Affalé au fond d’un saloon bruyant, qui sent la sueur et la poussière, entre les cartes gagnantes qu’on tambourine du poing et les danseuses, d’un déhanché parfumé annonçant torticolis et œil qui tourne, je graisse mon colt tranquillement, bien calé au milieu d’un plan-séquence. J’attends. Je mâchouille un petit morceau de bois qui assèche ma langue et ne me fait aucunement oublier l’époque bénie des westerns où l’on fume. J’attends quoi, au juste ? Les chuintements de l’harmonica qui annoncent le duel au soleil couchant que je livre une fois de plus contre ce maudit shérif.

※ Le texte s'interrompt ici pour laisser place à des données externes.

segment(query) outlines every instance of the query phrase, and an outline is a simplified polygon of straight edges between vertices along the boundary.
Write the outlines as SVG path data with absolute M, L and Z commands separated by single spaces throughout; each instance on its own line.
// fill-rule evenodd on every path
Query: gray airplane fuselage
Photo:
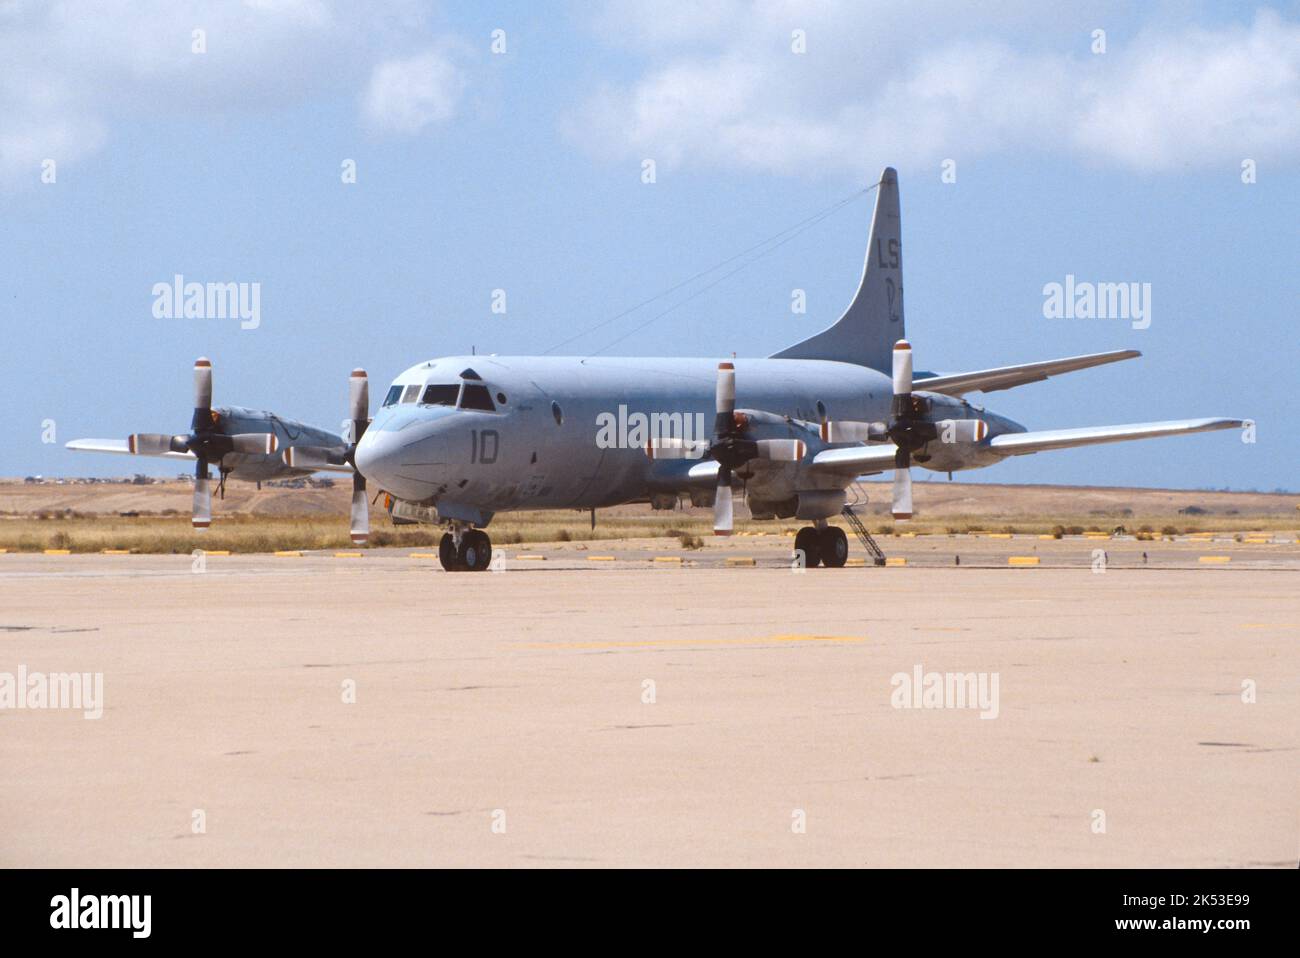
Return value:
M 889 417 L 892 383 L 876 370 L 821 360 L 734 362 L 737 408 L 761 411 L 751 417 L 750 433 L 756 438 L 799 438 L 817 450 L 829 448 L 817 434 L 823 418 L 874 422 Z M 712 435 L 717 367 L 718 360 L 702 358 L 478 355 L 432 360 L 394 380 L 358 446 L 357 466 L 368 481 L 399 500 L 433 505 L 442 515 L 469 516 L 476 522 L 512 509 L 590 509 L 645 500 L 673 486 L 668 471 L 680 478 L 680 470 L 689 466 L 649 459 L 644 451 L 648 438 L 685 433 L 685 438 L 707 440 Z M 494 408 L 420 401 L 438 398 L 435 394 L 451 399 L 462 380 L 481 383 Z M 443 389 L 431 394 L 430 386 Z M 480 399 L 482 395 L 480 391 Z M 979 418 L 992 435 L 1022 430 L 961 399 L 920 395 L 932 403 L 927 418 L 934 421 Z M 645 423 L 640 429 L 638 414 Z M 931 469 L 996 461 L 978 450 L 930 445 L 930 458 L 918 464 Z M 771 499 L 801 489 L 841 487 L 828 483 L 824 474 L 804 472 L 760 468 L 741 478 L 750 480 L 751 496 Z

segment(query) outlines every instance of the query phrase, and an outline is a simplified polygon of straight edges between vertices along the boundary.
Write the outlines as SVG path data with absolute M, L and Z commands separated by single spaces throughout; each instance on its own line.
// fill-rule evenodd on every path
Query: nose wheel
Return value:
M 482 529 L 445 533 L 438 543 L 438 561 L 448 572 L 482 572 L 492 564 L 492 540 Z
M 849 539 L 839 526 L 804 526 L 794 537 L 796 552 L 803 553 L 804 567 L 815 569 L 824 565 L 838 569 L 848 561 Z

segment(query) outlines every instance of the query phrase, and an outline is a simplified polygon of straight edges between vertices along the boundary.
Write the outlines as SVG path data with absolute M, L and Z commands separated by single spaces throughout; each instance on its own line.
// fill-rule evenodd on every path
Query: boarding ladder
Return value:
M 867 527 L 862 524 L 862 520 L 858 518 L 858 514 L 853 511 L 853 507 L 848 503 L 844 505 L 843 515 L 845 521 L 858 534 L 858 539 L 861 540 L 862 545 L 870 554 L 872 565 L 884 565 L 885 554 L 880 551 L 880 546 L 876 545 L 876 540 L 871 538 L 871 533 L 867 531 Z

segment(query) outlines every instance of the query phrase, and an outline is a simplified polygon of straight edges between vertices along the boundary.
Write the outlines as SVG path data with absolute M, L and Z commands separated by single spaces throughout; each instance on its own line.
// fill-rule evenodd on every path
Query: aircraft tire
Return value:
M 456 539 L 450 532 L 444 533 L 438 542 L 438 561 L 448 572 L 459 572 L 464 568 L 460 564 L 460 557 L 456 554 Z
M 481 529 L 470 529 L 460 537 L 456 558 L 460 560 L 462 569 L 482 572 L 492 562 L 492 540 Z
M 849 537 L 839 526 L 819 530 L 817 546 L 821 550 L 822 565 L 828 569 L 839 569 L 849 560 Z
M 795 552 L 803 551 L 805 569 L 815 569 L 822 564 L 821 537 L 814 526 L 804 526 L 794 537 Z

Ce vieux renard de Tweenie – surnom que ses rares adversaires survivants lui ont donné du bout des lèvres n’est pas qu’un croulant, son colt affuté renifle les rifles. Et les échos des déflagrations, autrement dit « laisser parler la poudre » sont soudain si désuets. Musique étrange que ces morceaux de plombs à géométrie de tête de mort….justice de « pistolero échaudé » – comme on appelle parfois les lointain sosies cinématographiques des gens comme moi.
 J’irais survivre au scénario entre amis, priant que ce ne soit pas moi qui amuse les enfants de l’homme de loi local, croupissant derrière des barreaux au fond d’un lit.

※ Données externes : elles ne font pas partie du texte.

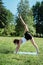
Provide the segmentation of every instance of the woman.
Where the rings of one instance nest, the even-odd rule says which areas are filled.
[[[19,50],[19,48],[20,48],[20,45],[21,45],[22,43],[26,43],[26,41],[28,41],[28,40],[30,40],[30,41],[32,42],[32,44],[34,45],[34,47],[36,48],[37,53],[38,53],[38,52],[39,52],[39,51],[38,51],[38,46],[37,46],[37,44],[35,43],[33,36],[29,33],[28,27],[27,27],[27,25],[25,24],[25,22],[24,22],[24,20],[22,19],[21,16],[20,16],[20,19],[21,19],[22,24],[24,25],[25,30],[24,30],[24,37],[23,37],[23,38],[21,38],[20,40],[18,40],[18,39],[15,39],[15,40],[14,40],[14,43],[17,44],[16,53],[18,52],[18,50]]]

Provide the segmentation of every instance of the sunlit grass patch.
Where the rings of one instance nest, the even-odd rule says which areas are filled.
[[[19,37],[17,37],[19,38]],[[39,55],[14,54],[15,37],[0,37],[0,65],[43,65],[43,38],[34,38],[39,47]],[[30,41],[21,45],[19,51],[36,51]]]

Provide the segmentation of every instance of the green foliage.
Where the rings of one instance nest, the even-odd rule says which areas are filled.
[[[4,28],[4,31],[2,33],[3,36],[15,36],[15,26],[8,25]]]
[[[16,36],[22,36],[23,35],[23,25],[18,17],[16,19],[16,22],[17,22],[17,25],[15,26]]]
[[[5,7],[3,6],[3,2],[2,0],[0,1],[0,28],[5,27],[5,25],[7,24],[6,22],[6,10]]]
[[[0,28],[0,36],[2,36],[4,29]]]
[[[0,0],[0,35],[14,35],[14,18],[14,15],[3,6]]]
[[[33,16],[36,25],[36,33],[43,34],[43,1],[36,2],[33,6]]]
[[[14,20],[14,15],[10,12],[10,10],[7,10],[6,9],[6,12],[7,12],[7,20],[6,20],[6,22],[7,22],[7,24],[9,25],[9,23],[14,23],[15,22],[15,20]]]

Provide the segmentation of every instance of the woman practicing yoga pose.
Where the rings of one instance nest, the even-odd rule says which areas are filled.
[[[38,53],[39,52],[38,46],[35,43],[33,36],[29,33],[28,27],[25,24],[24,20],[22,19],[21,15],[19,17],[21,19],[22,24],[24,25],[25,30],[24,30],[24,37],[23,38],[21,38],[19,40],[18,39],[14,40],[14,43],[17,45],[17,47],[16,47],[16,53],[18,52],[18,50],[20,48],[20,45],[22,43],[26,43],[26,41],[28,41],[28,40],[30,40],[32,42],[32,44],[34,45],[34,47],[36,48],[36,51]]]

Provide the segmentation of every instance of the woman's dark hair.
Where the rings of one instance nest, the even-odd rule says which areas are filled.
[[[15,44],[18,44],[19,43],[19,40],[18,39],[14,39],[14,43]]]

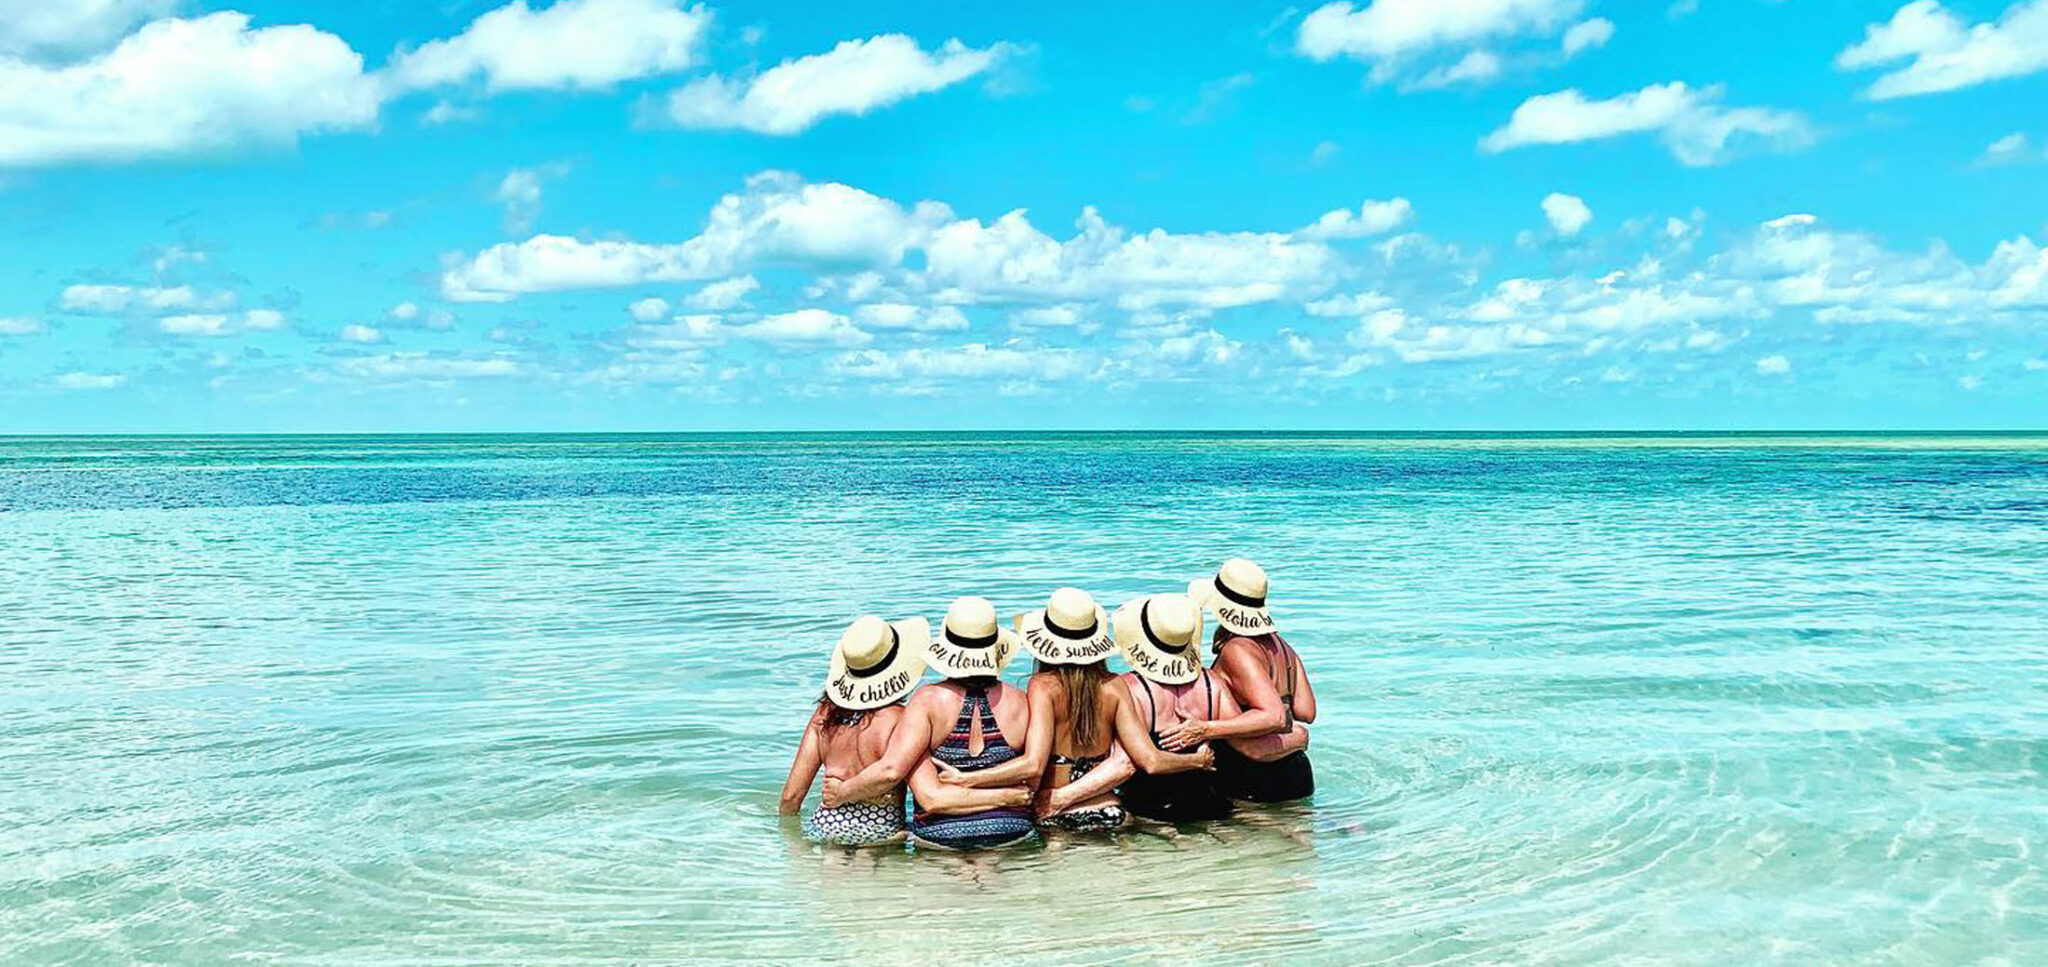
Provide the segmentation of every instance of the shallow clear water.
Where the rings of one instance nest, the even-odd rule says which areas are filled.
[[[1312,805],[778,821],[854,615],[1237,553]],[[2044,849],[2038,437],[0,440],[8,963],[2025,964]]]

Voici comme je vois mon avenir : un western d’un genre nouveau, si possible avec une fin à la gloire du méchant. Dans quelques mois, je réinventerais le mot farniente au saloon Cancoon, un parterre de bimbos à mes pieds et des pesos plein mes poches recousues, vieux roublard que je suis. J’espère que le prochain réalisateur aura l’art de l’ellipse ou celle de faire passer les personnages à qui il n’arrive rien au second plan, car c’est ce que je souhaite.
Le patron du Cancoon, qui a l’œil mauvais du Judas cinématographique, m’observe avec étonnement. Ma tête est mise à bon prix, certes, mais la surprise vient d’ailleurs : un ours mal léché comme moi, noirci de visage comme sous les ongles, qui écrit pensivement pendant de longues minutes, et ce sont plusieurs de leurs congénères témoins de la scène qui pensent de concert à réduire sérieusement leur dose quotidienne de tord-boyaux. Les figurants du saloon, eux, ne demandent qu’à débuter la bagarre. La bande-son, composée de hululements d’indiens et d’envolées de cuivre martiaux (d’ailleurs je n’ai jamais compris où ils logeaient après avoir vomi leur bruit… dans le désert ?) est assaisonnée par les traditionnels bruits de balle. J’espère qu’avant le mot fin, celui-là même, je puisse respirer sans un trou dans les poumons, ou –j’en rêve, le colt dressé – de dire à mon fils de n’être jamais cowboy comme son père.